Review // Duel Reality Theater

Duel Reality, Credit: Arata Urawa

Duel Reality made it’s energetic and cheeky US Premier at the Emerson Cutler Majestic Theater on February 8th. The show is a reimagining of Shakespeare’s Romeo & Juliet told with circus performers executing death-defying feats of acrobatics and other astonishing circus arts. The show is performed by the Montreal based art collective, The 7 Fingers, whose stated aim is to “redefine circus by stripping down the spectacle to its thrilling essence.” Created and directed by Shana Carroll, this is not your father’s Shakespeare. Not for the faint of heart, it was honestly hard not to worry for the performer’s safety during some of the stunts in this performance.

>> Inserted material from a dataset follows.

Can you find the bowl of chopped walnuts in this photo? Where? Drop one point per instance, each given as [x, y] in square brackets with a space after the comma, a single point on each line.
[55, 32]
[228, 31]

The stage was arranged was a smooth, black surface, sporting a white circle in the middle—reminiscent of a basketball court or other sporting space. Each half of the stage was illuminated with either red or blue light. When entering the theater, every patron received either a red or blue wristband, aligning them with a team–reminiscent of the teams at Medieval Times. The idea was that these performers were on competing teams and among the players were Romeo and Juliet who fall in love and must fight to be together.

The show started with stage combat mixed with acrobatics that quickly evolved into pole climbing and accomplishing elaborate poses on the poles. Two of the performers climbed to the top of the 25-foot-tall pole and allowed themselves to fall—catching themselves just before they reached the ground. A measuring tape was produced and the competitor who got closest to the ground before stopping received applause. The poles quickly disappeared after that scene and a couple of jugglers took to the stage, one person juggling white balls, another juggling white pins. They were very impressive with their grace and dexterity. Following that was a scene with people doing aerial stunts on chains, a very cool diabolo juggling act with an object balancing on a string, explosive stunts on a see saw, lots of dancing, and a heartwarming musical number at the end. The show was jam-packed with action, sometimes so much was happening that I wasn’t sure where I should look.

The performers who played Romeo and Juliet had great chemistry and their love story was believable. Their dancing together was superb and gave the show some much-needed heart to meld the entire performance into one cohesive show. The plot did get a bit muddied in the middle when the audience seemed no longer sure if they should be rooting for their respective colors, whether it was still a competition or not. It was a bold choice to rewrite the end to arguable the most famous play of all time, I’m not entirely convinced that it was a successful change. The acting was probably the weakest part of the show, but the performers made up for it with their love of their craft that was so evident throughout the evening. There were music tracks playing throughout the acts, but none of it was particularly memorable aside from the piece that played when Romeo and Juliet were dancing. There was a musical number at the end of the show that was a bit hard to make out what was being said and could have stood to be more dynamic.

Don’t go to this show expecting a high brow Shakespearean moment but do go expecting to be impressed with what magic humans can create. Duel Reality runs at the Emerson Cutler Majestic Theater from February 7 – 18th. There will be an accessible show with audio described on Sunday February 11th.